Our approach builds on the final two observations from the previous section. We propose an algorithm that operates at the character level but applies a rule set to produce word-level alignments. And unlike traditional methods, it is not restricted to alignments that directly minimize the edit distance. An entirely unconstrained search is infeasible, which is precisely why dynamic programming has been so widely adopted for this purpose. Instead, we first compute Levenshtein-based alignments at the character level. This provides a foundation for a beam search that remains close to the backtrace alignments but can deviate when necessary. Before processing, we embed each word in angle brackets. For example, the sentence “an example” becomes <an><example>. These brackets serve as markers for the rule set, indicating where each word-level alignment begins and ends. Instead of assigning equal cost to all transitions, we introduce a fine-grained cost function informed by basic linguistic properties. Insertions or deletions of unvoiced characters - such as apostrophes or the angle bracket delimiters - are penalized less than those involving voiced characters. Similarly, substituting a vowel with a consonant is considered less plausible than substituting characters of the same type. The full procedure is illustrated in Figure e below.

Figure 2: The alignment is obtained by first computing the character-level edit distance and constructing the corresponding backtrace (red arrows). A beam search (blue arrows), using the backtrace as an anchor, then identifies the optimal alignment (green arrows). 

We hope this high-level introduction gave you a basic understanding of our work. If you want to dive deeper, check out our full paper on arXiv, the algorithm implementation on GitHub, or the corresponding PyPI package. 

Improving understanding with alignment

Let us now examine how alignments can aid in error analysis and how improved alignments provide a more informative view of the errors. We use the popular Whisper model and apply it to the PriMock57 dataset, a collection of 57 simulated primary care consultations.

The PriMock dataset contains conversational speech, and its reference transcripts reflect the informal nature of these interactions. Terms like “alright,” “gonna,” and “wanna” appear instead of the more formal “all right,” “going to,” and “want to” preferred by the model. In addition, the reference transcripts also include vocalized fillers such as “um” and “uh,” which the model rarely transcribes. These two fillers alone account for nearly 12% of all model errors. The examples above represent relatively common cases - issues that could be detected even without an accurate alignment algorithm. However, rare terms that have little impact on overall word error rate but are critical to transcribe correctly present a different challenge. Consider the alignments for misspelled drug names shown in the table below. The Levenshtein-based alignments are largely uninformative, whereas our method reveals that the transcribed phrases are actually phonetically similar. Integrating a language model more tightly into the speech recognition decoder could help resolve these errors.

We previously described how Levenshtein-based alignment does not account for the qualitative characteristics of individual operations, often resulting in somewhat arbitrary substitutions. To see how this manifests in practice, we can examine the one-to-one alignments that differ most between the two approaches. The table below presents a short selection involving medical relevant information, but the list goes on.

Finally, we can use some of the above observations to provide a more truthful word error rate.

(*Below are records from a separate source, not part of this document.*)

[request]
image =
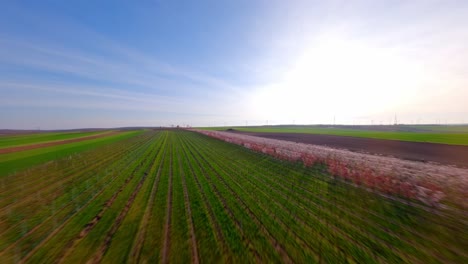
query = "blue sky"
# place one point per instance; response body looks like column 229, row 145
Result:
column 67, row 64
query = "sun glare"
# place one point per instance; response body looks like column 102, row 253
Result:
column 340, row 77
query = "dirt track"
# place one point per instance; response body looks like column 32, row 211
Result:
column 53, row 143
column 416, row 151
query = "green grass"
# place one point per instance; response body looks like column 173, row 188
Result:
column 435, row 134
column 123, row 202
column 17, row 161
column 29, row 139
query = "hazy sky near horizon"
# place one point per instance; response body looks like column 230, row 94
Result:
column 72, row 64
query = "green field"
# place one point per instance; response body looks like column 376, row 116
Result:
column 178, row 196
column 17, row 161
column 29, row 139
column 453, row 135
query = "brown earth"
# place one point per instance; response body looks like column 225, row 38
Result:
column 416, row 151
column 54, row 143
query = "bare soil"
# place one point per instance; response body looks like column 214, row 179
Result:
column 415, row 151
column 54, row 143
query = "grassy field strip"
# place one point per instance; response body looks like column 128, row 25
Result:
column 240, row 223
column 50, row 182
column 34, row 218
column 229, row 163
column 183, row 197
column 88, row 240
column 22, row 140
column 209, row 238
column 19, row 148
column 273, row 242
column 39, row 234
column 134, row 254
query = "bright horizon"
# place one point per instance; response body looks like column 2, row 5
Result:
column 232, row 63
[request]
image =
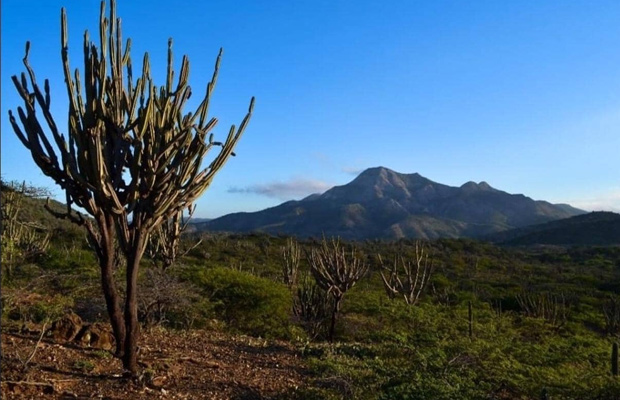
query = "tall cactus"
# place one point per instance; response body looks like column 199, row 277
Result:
column 130, row 157
column 614, row 359
column 415, row 279
column 335, row 271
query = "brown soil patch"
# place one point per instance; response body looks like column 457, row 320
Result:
column 176, row 365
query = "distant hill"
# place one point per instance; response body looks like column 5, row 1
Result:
column 32, row 211
column 593, row 229
column 381, row 203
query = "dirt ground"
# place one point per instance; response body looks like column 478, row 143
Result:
column 176, row 365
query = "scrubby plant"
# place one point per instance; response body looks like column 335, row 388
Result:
column 311, row 306
column 246, row 303
column 405, row 278
column 335, row 271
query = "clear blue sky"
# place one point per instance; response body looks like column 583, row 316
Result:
column 524, row 95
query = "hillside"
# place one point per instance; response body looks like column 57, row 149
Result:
column 381, row 203
column 593, row 229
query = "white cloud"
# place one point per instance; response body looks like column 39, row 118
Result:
column 291, row 189
column 352, row 170
column 606, row 201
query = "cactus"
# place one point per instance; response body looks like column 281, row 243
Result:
column 131, row 158
column 291, row 255
column 470, row 318
column 416, row 276
column 614, row 359
column 335, row 272
column 21, row 241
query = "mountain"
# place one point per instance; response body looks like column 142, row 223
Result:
column 593, row 229
column 381, row 203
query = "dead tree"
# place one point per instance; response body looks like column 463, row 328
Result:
column 130, row 157
column 335, row 271
column 415, row 277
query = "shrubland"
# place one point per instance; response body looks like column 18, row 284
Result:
column 543, row 319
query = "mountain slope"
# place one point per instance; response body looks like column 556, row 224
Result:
column 381, row 203
column 593, row 229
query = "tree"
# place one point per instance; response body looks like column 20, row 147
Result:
column 22, row 241
column 335, row 271
column 130, row 158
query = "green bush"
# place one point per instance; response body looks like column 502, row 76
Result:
column 248, row 304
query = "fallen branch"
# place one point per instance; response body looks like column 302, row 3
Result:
column 36, row 346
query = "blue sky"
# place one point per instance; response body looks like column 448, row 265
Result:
column 524, row 95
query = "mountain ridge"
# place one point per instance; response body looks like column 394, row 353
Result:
column 382, row 203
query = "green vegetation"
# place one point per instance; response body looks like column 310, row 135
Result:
column 544, row 319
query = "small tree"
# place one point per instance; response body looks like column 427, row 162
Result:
column 21, row 241
column 164, row 245
column 415, row 279
column 130, row 158
column 335, row 271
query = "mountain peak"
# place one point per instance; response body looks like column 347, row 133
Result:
column 473, row 186
column 381, row 202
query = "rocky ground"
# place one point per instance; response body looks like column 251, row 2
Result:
column 175, row 365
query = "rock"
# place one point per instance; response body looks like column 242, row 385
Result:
column 67, row 327
column 95, row 335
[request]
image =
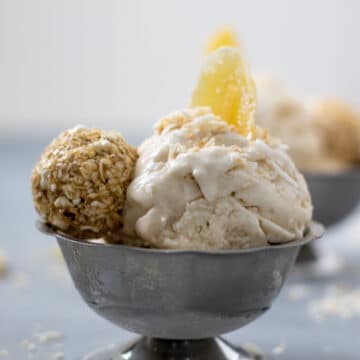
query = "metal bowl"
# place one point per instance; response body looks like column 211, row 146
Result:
column 334, row 196
column 179, row 294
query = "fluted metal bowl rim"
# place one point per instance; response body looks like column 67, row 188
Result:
column 315, row 230
column 352, row 173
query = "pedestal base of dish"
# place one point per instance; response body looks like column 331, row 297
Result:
column 159, row 349
column 307, row 254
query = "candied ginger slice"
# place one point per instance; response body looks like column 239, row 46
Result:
column 223, row 37
column 226, row 86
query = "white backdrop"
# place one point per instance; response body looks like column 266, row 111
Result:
column 122, row 64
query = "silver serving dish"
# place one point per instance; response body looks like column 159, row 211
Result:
column 178, row 300
column 335, row 196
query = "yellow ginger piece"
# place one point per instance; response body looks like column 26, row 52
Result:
column 224, row 37
column 226, row 86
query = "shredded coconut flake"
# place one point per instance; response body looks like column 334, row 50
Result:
column 338, row 302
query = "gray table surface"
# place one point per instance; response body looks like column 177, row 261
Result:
column 37, row 295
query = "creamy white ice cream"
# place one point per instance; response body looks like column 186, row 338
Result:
column 200, row 185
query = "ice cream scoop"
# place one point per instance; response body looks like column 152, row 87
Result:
column 80, row 182
column 200, row 184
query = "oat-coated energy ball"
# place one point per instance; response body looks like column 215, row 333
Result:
column 79, row 184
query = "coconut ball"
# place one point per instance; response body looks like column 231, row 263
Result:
column 79, row 184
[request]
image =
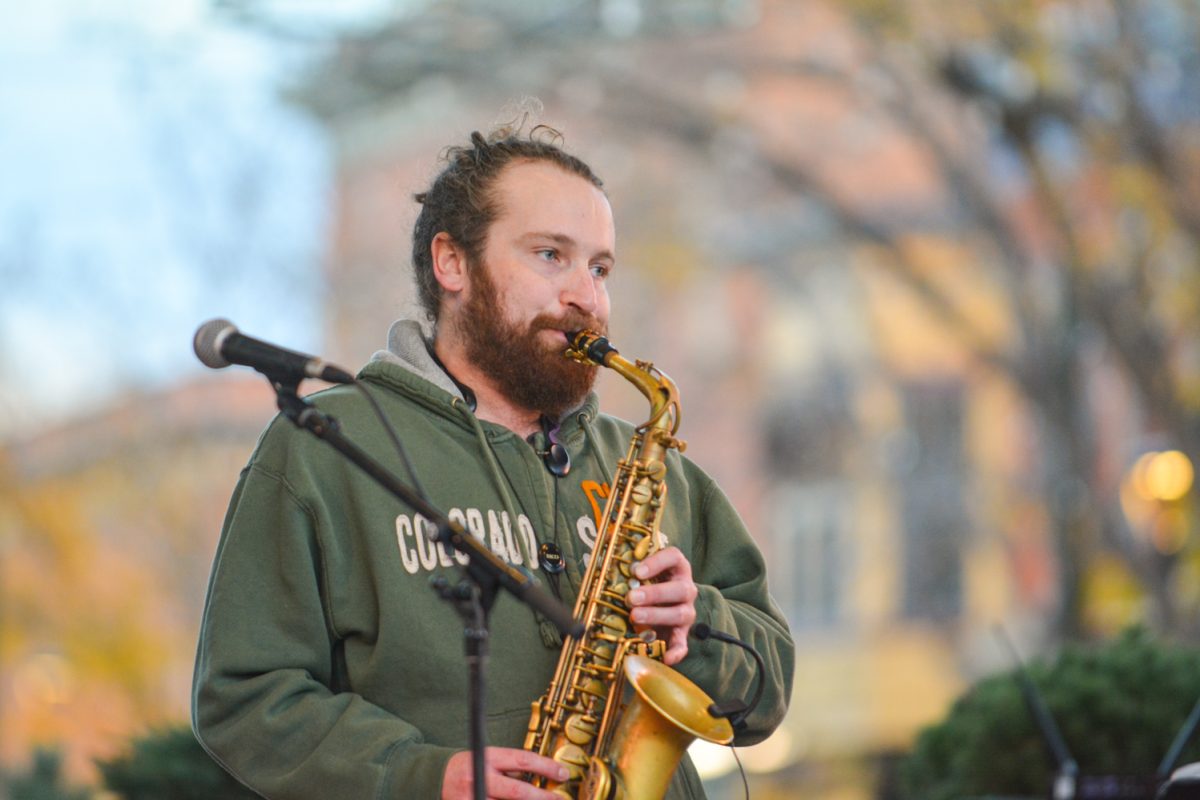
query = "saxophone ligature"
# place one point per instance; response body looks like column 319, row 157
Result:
column 615, row 715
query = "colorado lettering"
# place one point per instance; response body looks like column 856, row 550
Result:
column 421, row 553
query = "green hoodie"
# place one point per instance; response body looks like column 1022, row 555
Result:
column 328, row 667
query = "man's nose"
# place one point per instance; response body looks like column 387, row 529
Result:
column 580, row 289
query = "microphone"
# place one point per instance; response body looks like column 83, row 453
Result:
column 219, row 344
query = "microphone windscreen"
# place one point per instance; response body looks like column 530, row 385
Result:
column 205, row 343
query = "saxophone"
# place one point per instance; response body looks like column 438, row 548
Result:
column 615, row 715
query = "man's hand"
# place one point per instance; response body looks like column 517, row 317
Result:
column 669, row 606
column 502, row 763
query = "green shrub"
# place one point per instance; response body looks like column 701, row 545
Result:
column 43, row 781
column 169, row 764
column 1119, row 708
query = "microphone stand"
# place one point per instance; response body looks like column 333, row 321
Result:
column 485, row 571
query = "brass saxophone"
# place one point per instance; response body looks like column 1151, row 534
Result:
column 615, row 715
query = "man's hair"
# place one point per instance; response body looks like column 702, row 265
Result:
column 462, row 203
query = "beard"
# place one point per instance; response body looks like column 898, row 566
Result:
column 527, row 370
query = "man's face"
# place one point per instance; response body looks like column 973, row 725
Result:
column 544, row 268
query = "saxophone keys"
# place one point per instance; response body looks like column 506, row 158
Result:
column 574, row 758
column 579, row 731
column 641, row 494
column 655, row 469
column 643, row 548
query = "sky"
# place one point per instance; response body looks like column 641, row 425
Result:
column 150, row 179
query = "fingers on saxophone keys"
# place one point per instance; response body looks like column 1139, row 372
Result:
column 664, row 594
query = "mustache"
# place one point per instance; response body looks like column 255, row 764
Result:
column 568, row 323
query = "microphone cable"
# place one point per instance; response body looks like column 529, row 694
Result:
column 395, row 439
column 736, row 710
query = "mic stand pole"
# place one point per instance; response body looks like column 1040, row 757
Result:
column 473, row 600
column 485, row 570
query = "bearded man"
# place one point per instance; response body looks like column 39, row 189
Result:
column 327, row 666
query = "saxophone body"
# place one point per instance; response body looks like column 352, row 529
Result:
column 615, row 715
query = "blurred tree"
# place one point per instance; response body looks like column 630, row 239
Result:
column 43, row 781
column 1056, row 162
column 1119, row 707
column 169, row 764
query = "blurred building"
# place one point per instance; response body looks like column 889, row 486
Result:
column 881, row 468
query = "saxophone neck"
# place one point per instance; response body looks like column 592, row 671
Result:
column 589, row 347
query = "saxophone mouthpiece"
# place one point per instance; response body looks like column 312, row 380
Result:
column 589, row 346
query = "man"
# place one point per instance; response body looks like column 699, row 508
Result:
column 327, row 666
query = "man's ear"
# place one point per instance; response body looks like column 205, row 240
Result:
column 449, row 263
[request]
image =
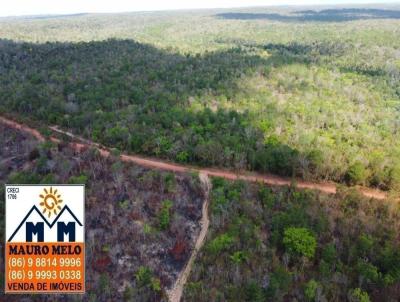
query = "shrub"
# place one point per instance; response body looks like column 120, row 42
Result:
column 164, row 215
column 299, row 241
column 356, row 174
column 357, row 295
column 220, row 243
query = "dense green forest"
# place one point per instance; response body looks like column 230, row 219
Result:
column 288, row 245
column 308, row 93
column 159, row 211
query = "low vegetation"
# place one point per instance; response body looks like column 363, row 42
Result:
column 313, row 93
column 158, row 212
column 283, row 245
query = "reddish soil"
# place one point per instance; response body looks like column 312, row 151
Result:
column 326, row 187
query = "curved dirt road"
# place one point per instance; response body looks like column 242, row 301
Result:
column 175, row 293
column 326, row 187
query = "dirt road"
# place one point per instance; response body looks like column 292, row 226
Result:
column 175, row 293
column 326, row 187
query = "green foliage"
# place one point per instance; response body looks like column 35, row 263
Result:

By adjusting our normalization procedure to account for the most common differences in conventions regarding informal language, vocalized fillers, abbreviations, as well as discounting for one-to-many substitutions, the overall word error rate decreases from 15.4% to 10.2%. If a paper reported a similar improvement resulting from a new modeling or optimization technique, it would likely draw considerable attention.

Next steps

This work is part of a larger, ongoing effort to improve and simplify the evaluation of speech recognition models. The examples above highlight how more accurate alignment represents a crucial step in that direction. However, a toolkit for bespoke analysis is not the ultimate goal. Instead, accurate alignment should be integrated into standardized and reproducible workflows that enable practitioners to efficiently break down and interpret model performance.

Reproducibility is a keyword here. A natural question arises: why not use a large language model to address the alignment problem described earlier? After all, some terms are nearly impossible to align correctly without broader world knowledge. Take for instance the word “percent” and its corresponding symbol %. While a large language model might outperform a deterministic algorithm in such cases, it also raises questions about which model to use and how that choice affects the comparability and reproducibility of different evaluation runs. Not to mention the substantial inference cost.

This is not to suggest that large language models have no role to play. Rather than performing the evaluation itself, they can support the process by preparing data for more detailed analysis. For example, a language model might help identify which words are critical versus redundant, or generate alternative forms of informal expressions and abbreviations, as discussed above.

With a standardized framework for releasing evaluation data that includes language model enriched transcripts, computing metrics such as medical term recall (MTR) becomes much more accessible. Medical term recall focuses specifically on the most critical terms in the reference transcripts, allowing practitioners to quantify how well a model captures the terms most important for their application.

As we continue this work, our goal is to develop a transparent and reproducible evaluation framework for speech recognition. A framework that combines accurate alignment, flexible analysis, and thoughtful use of language models to improve how model performance is understood and compared. Follow along for more.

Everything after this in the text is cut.